Man the Hunted: Primates, Predators, and Human Evolution. By Donna Hart and Robert W. Sussman. Westview Press. $29.95.

     The great “devil creature” sitting in the mud of a stream on the Berezovka River in eastern Siberia in 1900 was one piece of evidence.  The knobby protuberance from which Siberian gold miners hung their lantern in the 1970s was another.  The plant debris in the Devil Mountain Lakes in North America’s far north was another.  From these and countless other clues, with painstaking work that extended over decades, geologist Dave Hopkins pieced together the story of the land bridge called Beringia that once joined Siberia and Alaska.  Arguments for the bridge date back 400 years, but it was only in the late 20th century that Hopkins assembled enough hard data to convince the scientific world in general that the bridge had really existed, and had been a conduit for woolly mammoths, saber-tooth cats and other extinct Ice Age predators and prey.  Dan O’Neill’s book is as much biography as science – Hopkins himself was the last giant of Beringia, according to a comment made at Hopkins’ funeral in 2001 that O’Neill adopts as his book’s title.  It is certainly true that without Hopkins’ endlessly inquiring mind and apparently endless perseverance, the mystery of Beringia might still not be solved to general scientific satisfaction.  But it is also true that the book sometimes veers unsteadily between its scientific and biographical interests.  A chapter on an archeologist in whose footsteps Hopkins followed is an example: “For the next three weeks, [Louis] Giddings located and excavated archeological sites on the upper Kobuk, then bought a canvas-covered kayak from a Native man and worked his way another one hundred sixty miles downriver to the Eskimo village of Kiana, where he caught a boat to Kotzebue and a plane to Fairbanks.”  Historical detail of this kind shows impressive research skills but tends to leave the focus-seeking reader meandering, if not floundering.  O’Neill never quite knits together his tales of Hopkins the dogged researcher and Hopkins the real and vulnerable human being.

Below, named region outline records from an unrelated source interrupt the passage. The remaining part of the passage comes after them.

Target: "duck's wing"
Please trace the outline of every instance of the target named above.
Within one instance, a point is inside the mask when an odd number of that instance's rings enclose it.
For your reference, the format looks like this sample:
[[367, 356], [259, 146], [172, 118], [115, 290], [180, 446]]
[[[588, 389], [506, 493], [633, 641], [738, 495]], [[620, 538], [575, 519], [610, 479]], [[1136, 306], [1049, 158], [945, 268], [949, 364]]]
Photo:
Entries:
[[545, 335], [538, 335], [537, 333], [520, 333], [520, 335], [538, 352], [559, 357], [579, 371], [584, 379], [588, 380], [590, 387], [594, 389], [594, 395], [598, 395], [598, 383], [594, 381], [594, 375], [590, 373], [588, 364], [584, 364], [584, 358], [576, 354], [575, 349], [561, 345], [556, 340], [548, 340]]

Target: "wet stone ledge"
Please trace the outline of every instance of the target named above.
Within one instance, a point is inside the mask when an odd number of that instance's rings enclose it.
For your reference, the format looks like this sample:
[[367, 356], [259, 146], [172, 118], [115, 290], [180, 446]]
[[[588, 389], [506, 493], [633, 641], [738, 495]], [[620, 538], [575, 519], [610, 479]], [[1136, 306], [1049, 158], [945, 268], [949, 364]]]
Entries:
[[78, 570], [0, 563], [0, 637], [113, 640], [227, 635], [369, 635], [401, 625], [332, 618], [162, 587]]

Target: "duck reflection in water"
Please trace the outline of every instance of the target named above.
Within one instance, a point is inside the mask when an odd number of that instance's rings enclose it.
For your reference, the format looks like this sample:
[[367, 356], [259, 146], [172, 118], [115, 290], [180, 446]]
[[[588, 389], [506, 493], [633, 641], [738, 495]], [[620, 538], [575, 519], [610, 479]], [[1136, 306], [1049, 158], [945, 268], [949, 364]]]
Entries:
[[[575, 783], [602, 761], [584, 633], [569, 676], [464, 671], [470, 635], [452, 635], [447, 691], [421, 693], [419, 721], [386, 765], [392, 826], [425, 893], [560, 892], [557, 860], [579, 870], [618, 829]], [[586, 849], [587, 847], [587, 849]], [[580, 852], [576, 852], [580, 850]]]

     Man the Hunted – the title deliberately recalls the common phrase, “man the hunter” – studies the past in a different way.  Wildlife-conservation expert Donna Hart and anthropologist Robert W. Sussman look at the supposed history of humans as hunters with a jaundiced eye, concluding that until very recently, humans were far more likely to be prey than predators.  Having studied modern primate predation – leopards, for example, are typically primate hunters – and examined the fossil record, Hart and Sussman argue that human ancestors were frequently eaten by big cats and dogs, giant hyenas, reptiles such as snakes and crocodiles, and even birds.  The authors’ view, which is by no means universally accepted, is that such adaptations as speech and larger brains were a response to regular predation of humans by other creatures – and that the cohesiveness of human social groups was a defense against such predation.  Man the Hunted is very well written – the chapter on giant snakes as possible human predators even today is particularly good – and the evidence, while not conclusive, is certainly highly suggestive.  The book is both a good read and a thought-provoking one.